And if the point was to argue about the possible existence of a gene and the scientific proof and method used, then I couldn't help but notice that you were using a couple of logical fallacies too: namely that an argument is invalidated if it is poorly argued (I am not a philosopher, so I am unaware if it has a specific moniker), among a few others.  You asked a valid question about what the researchers had actually found--why a "gay gene" and not a "dancing gene?"  But your source, your lens of information is in the venue of Time magazine, which is by no means a peer reviewed scientific magazine.  And while the analogy of the giant aliens watching a football game did use humor to illustrate the fallacy of conversion, using that example as a means to argue the actual science of whatever study the Time writer got this from has its own issues: a sociological game created by humans with arbitrary rules as observed by giant aliens cannot be compared to biological behaviors of fruit flies driven by altered instinct as observed by genetic researchers.  ...unless, again, the point was an illustration of the conversion fallacy.  

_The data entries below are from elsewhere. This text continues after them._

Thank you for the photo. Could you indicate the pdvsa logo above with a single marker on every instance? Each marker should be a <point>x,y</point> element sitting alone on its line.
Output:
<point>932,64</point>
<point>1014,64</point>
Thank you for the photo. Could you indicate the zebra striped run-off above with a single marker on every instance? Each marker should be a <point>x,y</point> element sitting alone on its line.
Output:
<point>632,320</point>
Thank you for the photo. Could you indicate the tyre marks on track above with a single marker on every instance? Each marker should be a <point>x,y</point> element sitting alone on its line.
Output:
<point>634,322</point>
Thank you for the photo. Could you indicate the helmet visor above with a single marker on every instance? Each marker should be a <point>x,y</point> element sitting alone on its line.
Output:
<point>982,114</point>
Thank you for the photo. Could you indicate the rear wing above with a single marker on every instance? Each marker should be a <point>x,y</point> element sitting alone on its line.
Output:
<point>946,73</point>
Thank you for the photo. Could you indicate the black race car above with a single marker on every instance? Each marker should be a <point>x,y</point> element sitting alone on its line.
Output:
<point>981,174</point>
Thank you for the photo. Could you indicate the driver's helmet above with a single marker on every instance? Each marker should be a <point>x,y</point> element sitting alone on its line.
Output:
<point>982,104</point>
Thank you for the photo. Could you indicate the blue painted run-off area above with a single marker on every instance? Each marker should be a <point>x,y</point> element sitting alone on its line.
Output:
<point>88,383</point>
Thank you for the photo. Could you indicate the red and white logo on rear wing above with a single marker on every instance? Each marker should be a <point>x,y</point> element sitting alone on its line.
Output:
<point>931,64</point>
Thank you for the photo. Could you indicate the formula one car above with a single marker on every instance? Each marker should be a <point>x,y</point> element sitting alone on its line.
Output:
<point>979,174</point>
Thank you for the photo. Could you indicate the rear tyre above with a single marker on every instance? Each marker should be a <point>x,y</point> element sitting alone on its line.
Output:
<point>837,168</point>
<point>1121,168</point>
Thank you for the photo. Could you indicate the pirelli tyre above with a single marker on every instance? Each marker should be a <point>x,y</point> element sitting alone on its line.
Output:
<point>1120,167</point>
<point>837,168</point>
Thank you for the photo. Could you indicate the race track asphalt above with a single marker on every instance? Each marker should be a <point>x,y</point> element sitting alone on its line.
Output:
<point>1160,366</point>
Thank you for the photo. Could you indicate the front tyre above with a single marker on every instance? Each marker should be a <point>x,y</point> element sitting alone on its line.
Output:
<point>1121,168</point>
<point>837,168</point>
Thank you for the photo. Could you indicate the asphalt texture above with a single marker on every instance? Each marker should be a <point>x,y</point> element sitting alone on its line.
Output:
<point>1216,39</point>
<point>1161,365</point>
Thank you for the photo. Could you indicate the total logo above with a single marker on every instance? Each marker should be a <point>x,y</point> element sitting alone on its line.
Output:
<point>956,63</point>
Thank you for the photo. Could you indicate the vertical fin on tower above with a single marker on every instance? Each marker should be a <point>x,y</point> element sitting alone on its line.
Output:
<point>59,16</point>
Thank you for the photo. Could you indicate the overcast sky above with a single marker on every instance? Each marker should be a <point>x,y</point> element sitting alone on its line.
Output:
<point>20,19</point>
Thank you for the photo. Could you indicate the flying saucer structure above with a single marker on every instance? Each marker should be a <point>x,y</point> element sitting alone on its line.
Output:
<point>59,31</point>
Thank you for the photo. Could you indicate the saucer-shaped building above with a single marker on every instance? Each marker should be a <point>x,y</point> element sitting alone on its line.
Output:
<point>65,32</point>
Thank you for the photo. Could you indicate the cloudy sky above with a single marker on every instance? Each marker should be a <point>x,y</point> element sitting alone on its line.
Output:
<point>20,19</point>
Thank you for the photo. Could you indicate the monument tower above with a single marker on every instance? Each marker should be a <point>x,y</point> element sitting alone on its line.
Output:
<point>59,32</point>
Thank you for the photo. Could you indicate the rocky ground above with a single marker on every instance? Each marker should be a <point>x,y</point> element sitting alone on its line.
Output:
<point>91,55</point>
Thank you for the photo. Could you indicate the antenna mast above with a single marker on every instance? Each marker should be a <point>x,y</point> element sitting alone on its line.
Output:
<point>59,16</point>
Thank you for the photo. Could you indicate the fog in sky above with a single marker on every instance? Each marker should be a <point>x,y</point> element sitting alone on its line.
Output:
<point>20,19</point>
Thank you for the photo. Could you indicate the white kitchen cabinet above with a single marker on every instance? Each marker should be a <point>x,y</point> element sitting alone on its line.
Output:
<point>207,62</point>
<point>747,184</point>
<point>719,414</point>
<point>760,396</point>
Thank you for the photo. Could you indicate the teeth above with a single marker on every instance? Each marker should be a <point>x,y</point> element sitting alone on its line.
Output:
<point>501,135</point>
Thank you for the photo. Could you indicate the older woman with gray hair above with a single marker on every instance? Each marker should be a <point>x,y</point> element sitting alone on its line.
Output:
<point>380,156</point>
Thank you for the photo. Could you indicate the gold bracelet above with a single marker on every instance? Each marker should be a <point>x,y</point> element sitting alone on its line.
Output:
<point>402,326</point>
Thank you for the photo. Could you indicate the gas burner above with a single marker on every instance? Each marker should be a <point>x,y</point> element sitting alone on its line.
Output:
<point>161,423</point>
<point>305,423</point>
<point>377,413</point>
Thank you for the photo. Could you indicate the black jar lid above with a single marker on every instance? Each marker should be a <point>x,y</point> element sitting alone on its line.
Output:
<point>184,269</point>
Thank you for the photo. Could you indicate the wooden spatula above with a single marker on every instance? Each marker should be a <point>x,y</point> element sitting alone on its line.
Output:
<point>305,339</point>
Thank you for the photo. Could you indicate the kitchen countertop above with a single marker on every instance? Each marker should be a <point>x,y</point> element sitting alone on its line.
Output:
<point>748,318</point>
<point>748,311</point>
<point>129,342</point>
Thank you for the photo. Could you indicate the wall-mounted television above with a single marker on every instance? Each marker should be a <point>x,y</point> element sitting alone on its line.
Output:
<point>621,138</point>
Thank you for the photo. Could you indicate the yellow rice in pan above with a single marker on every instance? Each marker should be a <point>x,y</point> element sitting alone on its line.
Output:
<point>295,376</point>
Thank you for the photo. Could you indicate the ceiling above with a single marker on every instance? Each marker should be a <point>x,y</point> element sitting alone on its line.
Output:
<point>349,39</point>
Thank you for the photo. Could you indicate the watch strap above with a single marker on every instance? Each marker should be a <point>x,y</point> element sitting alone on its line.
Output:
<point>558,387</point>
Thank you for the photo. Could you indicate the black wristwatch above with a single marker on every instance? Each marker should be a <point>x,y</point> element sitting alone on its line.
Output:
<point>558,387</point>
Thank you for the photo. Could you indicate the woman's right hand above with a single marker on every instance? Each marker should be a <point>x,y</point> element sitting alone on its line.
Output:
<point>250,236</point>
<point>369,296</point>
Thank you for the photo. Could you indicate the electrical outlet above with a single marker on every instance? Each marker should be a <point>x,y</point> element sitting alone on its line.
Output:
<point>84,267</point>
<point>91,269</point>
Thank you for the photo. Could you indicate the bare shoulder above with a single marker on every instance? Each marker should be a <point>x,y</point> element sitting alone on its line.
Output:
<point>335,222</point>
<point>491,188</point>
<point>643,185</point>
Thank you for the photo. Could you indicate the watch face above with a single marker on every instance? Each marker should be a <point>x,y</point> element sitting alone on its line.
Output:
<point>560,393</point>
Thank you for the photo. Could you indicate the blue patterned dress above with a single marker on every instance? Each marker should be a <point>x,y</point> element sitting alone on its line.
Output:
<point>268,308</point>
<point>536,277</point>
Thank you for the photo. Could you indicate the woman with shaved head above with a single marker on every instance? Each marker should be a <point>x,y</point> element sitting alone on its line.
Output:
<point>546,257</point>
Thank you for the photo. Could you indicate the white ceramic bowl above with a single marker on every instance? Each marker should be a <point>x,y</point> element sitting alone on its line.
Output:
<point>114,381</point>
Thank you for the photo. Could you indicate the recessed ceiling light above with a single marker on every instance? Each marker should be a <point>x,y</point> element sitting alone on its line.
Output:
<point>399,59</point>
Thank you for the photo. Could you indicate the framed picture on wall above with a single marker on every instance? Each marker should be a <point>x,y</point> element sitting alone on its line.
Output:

I suppose, perhaps, your usage may be a conversion error itself:  "Here is one way to commit the fallacy of conversion (fruit flies), and here is another way to commit the fallacy of conversion (football).  Therefore, since both are the same kind of fallacy, and we know that the football one is ludicrous because we watch it devoutly on Sundays and sometimes Monday nights in the autumn, the possibility of a 'gay gene' must also be false."  

This is not to say that the researchers did not make an error.  Given the source, Time magazine, we simply do not have the information to make that conclusion.  Now, if I ever read the article back in 1995, I certainly don't remember it, so I do not know if it was actually the researchers who made the error, or if that is how the writer of the article who made the assertion characterized their findings.  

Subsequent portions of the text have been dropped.